What does "splitter" attribute in sklearn's DecisionTreeClassifier do?

Question:

The sklearn DecisionTreeClassifier has a attribute called “splitter” , it is set to “best” by default, what does setting it to “best” or “random” do? I couldn’t find enough information from the official documentation.

Asked By: Vijayabhaskar J

||

Answers:

There is 2 things to consider, the criterion and the splitter. During all the explaination, I’ll use the wine dataset example:

Criterion:

It is used to evaluate the feature importance. The default one is gini but you can also use entropy. Based on this, the model will define the importance of each feature for the classification.

Example:

The wine dataset using a "gini" criterion has a feature importance of:

                             alcohol -> 0.04727507393151268
                          malic_acid -> 0.0
                                 ash -> 0.0
                   alcalinity_of_ash -> 0.0
                           magnesium -> 0.0329784450464887
                       total_phenols -> 0.0
                          flavanoids -> 0.1414466773122087
                nonflavanoid_phenols -> 0.0
                     proanthocyanins -> 0.0
                     color_intensity -> 0.0
                                 hue -> 0.08378677906228588
        od280/od315_of_diluted_wines -> 0.3120425747831769
                             proline -> 0.38247044986432716

The wine dataset using a "entropy" criterion has a feature importance of:

                             alcohol -> 0.014123729330936566
                          malic_acid -> 0.0
                                 ash -> 0.0
                   alcalinity_of_ash -> 0.02525179137252771
                           magnesium -> 0.0
                       total_phenols -> 0.0
                          flavanoids -> 0.4128453371544815
                nonflavanoid_phenols -> 0.0
                     proanthocyanins -> 0.0
                     color_intensity -> 0.22278576133186542
                                 hue -> 0.011635633063349873
        od280/od315_of_diluted_wines -> 0.0
                             proline -> 0.31335774774683883

Results varies with the random_state so I think that only a subset of the dataset is used to compute it.

Splitter:

The splitter is used to decide which feature and which threshold is used.

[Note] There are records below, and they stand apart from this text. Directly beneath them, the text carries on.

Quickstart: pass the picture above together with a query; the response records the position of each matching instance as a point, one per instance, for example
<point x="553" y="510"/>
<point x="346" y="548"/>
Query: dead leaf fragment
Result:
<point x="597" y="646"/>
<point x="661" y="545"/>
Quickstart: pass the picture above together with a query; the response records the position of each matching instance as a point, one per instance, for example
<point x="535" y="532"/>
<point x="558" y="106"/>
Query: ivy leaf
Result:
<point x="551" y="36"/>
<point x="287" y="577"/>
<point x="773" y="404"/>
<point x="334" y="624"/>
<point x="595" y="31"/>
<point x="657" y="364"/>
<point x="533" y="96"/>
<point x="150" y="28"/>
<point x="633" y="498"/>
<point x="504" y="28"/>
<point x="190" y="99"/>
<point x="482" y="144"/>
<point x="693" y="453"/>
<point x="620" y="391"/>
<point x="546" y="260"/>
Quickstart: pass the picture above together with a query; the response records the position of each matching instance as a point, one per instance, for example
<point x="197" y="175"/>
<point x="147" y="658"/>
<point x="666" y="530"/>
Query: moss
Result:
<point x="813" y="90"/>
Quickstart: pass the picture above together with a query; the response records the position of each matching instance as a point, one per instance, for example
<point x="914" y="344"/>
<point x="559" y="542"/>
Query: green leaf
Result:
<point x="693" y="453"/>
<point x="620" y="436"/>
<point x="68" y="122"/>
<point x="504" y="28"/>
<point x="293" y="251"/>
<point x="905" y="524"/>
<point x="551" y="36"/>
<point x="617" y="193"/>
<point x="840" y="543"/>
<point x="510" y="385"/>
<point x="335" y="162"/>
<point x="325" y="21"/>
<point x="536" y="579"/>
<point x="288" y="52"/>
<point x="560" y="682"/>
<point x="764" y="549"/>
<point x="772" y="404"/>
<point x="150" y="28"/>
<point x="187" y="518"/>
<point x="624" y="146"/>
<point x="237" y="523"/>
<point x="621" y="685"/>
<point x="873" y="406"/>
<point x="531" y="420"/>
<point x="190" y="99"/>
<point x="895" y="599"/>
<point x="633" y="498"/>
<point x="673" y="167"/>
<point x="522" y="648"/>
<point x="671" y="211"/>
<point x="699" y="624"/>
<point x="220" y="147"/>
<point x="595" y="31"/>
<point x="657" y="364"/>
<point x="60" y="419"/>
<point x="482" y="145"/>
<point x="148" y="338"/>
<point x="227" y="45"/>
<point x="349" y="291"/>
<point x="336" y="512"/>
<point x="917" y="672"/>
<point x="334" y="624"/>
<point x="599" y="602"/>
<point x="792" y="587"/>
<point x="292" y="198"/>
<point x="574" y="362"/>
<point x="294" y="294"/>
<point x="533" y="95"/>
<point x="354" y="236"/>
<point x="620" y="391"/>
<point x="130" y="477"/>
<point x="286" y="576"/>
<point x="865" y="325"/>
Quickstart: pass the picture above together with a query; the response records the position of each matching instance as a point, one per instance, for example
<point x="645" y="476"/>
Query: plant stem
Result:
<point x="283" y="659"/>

  • Using best, the model if taking the feature with the highest importance
  • Using random, the model if taking the feature randomly but with the same distribution (in gini, proline have an importance of 38% so it will be taken in 38% of cases)

Example:

After training 1000 DecisionTreeClassifier with criterion="gini", splitter="best" and here is the distribution of the "feature number" used at the first split and the ‘threshold’

feature selection distribution

It always choses the feature 12 (=proline) with a threshold of 755. This is the head of one of the model trained:

enter image description here

By doing the same with splitter= "random", the result is:

enter image description here

The threshold is more variant due to the use of different features, here is the result by filtering model having the feature 12 as first split:

enter image description here

We can see that the model is also taking randomply the thresholdto split. By looking at the distribution of the feature 12 in regards of classes, we have:

enter image description here

The red line being the threshold used when splitter="best".
Now, using random, the model will randomly select a threshold value (I think normally distributed with a mean/stdev of the feature but I’m not sure) leading the a distribution centered in the green light and with min max in blue (done with 1353 randomly trained model wtarting with feature 12 for the split)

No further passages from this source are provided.